Je n’ai lu que de bonnes critiques au sujet de ce dernier roman d’Erri de Luca et pourtant, je m’admets assez déçue. Oh sur la forme, rien à redire, le style est là, la souplesse des phrases, leur poésie, leur fulgurance parfois… C’est sur le fond que je me suis sentie inconfortable, je ne voyais pas où tout cela nous menait et à la fin, je me suis trouvée dans une impasse. Je n’ai pas compris ce livre, son intention, le rapport entre les faits.
Il s’agit ici de l’histoire d’un homme, vieillissant, qui vit au pied des montagnes italiennes et qui, sous l’afflux des migrants, décide de devenir passeur. Il prend l’argent de ces malheureux et une fois acheminés de l’autre côté de la frontière, il leur rend. Cette générosité finit par se savoir, notre homme se retrouve harcelé par les médias et méprisé par les autres passeurs. Alors il fuit. Il part, pour un temps, dans une ville côtière afin de proposer ses talents de sculpteur. Il se voit proposer une mission étrange : retirer le pagne d’un Christ de marbre afin de lui rendre sa nudité originelle, celle voulue par l’artiste, mort des années auparavant. Notre sculpteur va totalement s’investir dans cette tâche, au point de demander conseil à toutes sortes de personnes : évêque, rabbin, ouvrier musulman, gardien de musée, et même s’investir physiquement. Cette nudité, cette “nature exposée”, ce sexe d’homme, pour parler clairement, va occuper ses pensées jusqu’à ce qu’il accède à ce qu’il considère comme un idéal, à la fois du point de vue de la sculpture, de l’intention de l’artiste d’origine ou de sa destination à être exposée dans des lieux sacrés ou des musées. Au milieu des migrants et du pénis du Christ, une femme, rencontrée dans ce port, avec laquelle il va vivre une brève histoire qui va se terminer d’une façon totalement incompréhensible. Je pose la question ici : si l’un.e d’entre vous a lu ce roman et qu’il a compris la fin, j’aimerais que vous éclairiez ma lanterne, merci d’avance.

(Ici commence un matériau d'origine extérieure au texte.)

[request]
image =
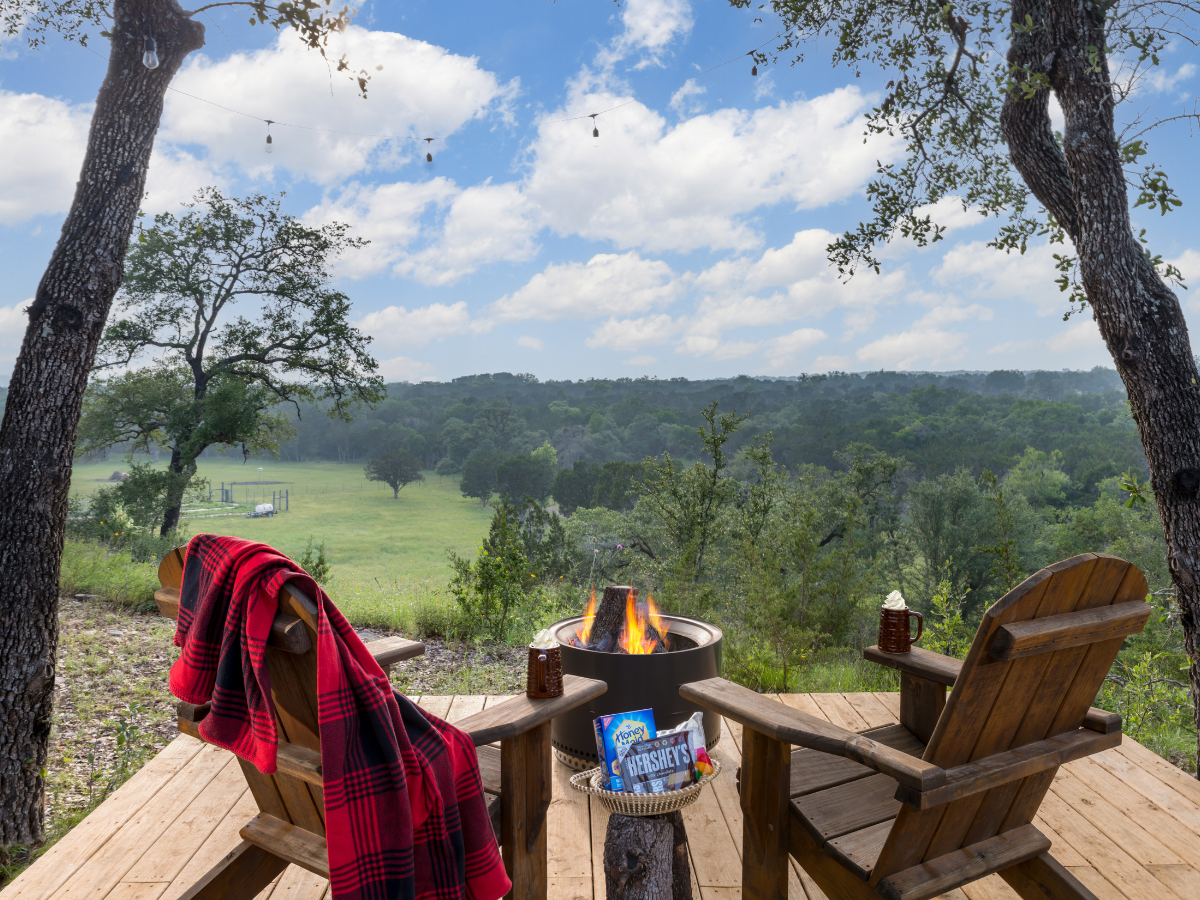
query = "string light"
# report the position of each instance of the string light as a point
(150, 51)
(150, 60)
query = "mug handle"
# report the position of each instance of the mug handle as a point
(921, 625)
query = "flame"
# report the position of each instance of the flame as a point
(636, 636)
(589, 617)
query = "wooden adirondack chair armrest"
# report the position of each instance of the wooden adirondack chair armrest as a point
(1002, 768)
(791, 726)
(388, 651)
(520, 714)
(921, 664)
(945, 670)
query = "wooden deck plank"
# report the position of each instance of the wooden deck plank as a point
(599, 817)
(714, 849)
(220, 841)
(1061, 850)
(569, 888)
(186, 834)
(1125, 822)
(1147, 784)
(69, 855)
(1121, 829)
(437, 705)
(839, 711)
(299, 883)
(465, 705)
(1135, 808)
(1161, 768)
(871, 711)
(1102, 853)
(109, 864)
(568, 832)
(137, 891)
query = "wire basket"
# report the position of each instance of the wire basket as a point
(641, 804)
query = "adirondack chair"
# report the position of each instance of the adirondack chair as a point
(289, 827)
(913, 810)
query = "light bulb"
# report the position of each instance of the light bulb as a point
(150, 54)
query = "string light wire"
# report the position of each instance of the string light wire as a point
(593, 117)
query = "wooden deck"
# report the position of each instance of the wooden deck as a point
(1126, 822)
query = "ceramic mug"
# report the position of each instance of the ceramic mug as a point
(895, 630)
(545, 676)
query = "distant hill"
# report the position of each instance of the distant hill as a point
(936, 420)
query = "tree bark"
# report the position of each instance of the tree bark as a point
(646, 858)
(46, 391)
(1083, 186)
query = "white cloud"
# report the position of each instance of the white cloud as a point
(41, 154)
(634, 334)
(925, 346)
(646, 184)
(1083, 334)
(402, 369)
(685, 101)
(607, 285)
(423, 90)
(781, 351)
(649, 25)
(484, 225)
(396, 328)
(459, 229)
(1162, 82)
(978, 270)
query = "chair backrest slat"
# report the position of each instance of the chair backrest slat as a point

La plupart des critiques que j’ai lues mettent surtout l’accent sur la partie consacrée aux migrants. Or pour moi ce n’est pas le sujet principal du roman, ou alors je n’ai rien compris. Je n’ai pas saisi le lien entre les deux sujets, migrants et représentation religieuse de la nudité, bien que ce soient deux sujets intéressants à traiter. Néanmoins, la religion et moi faisant deux, voire trois… il est tout à fait possible que la totalité du propos me soit passé au-dessus du casque.
Bref, pas emballée par ce roman… Je ne demande qu’à entendre des avis divergents, des fois que l’intention d’Erri de Luca m’ait échappé !
“Je retire ma main de l’espace entre les vertèbres et la croix, là où est sculptée la courbe d’un effort pour se détacher de la position qui lui écrase le thorax. Il se cambre afin de voler la gorgée d’air nécessaire pour mourir.”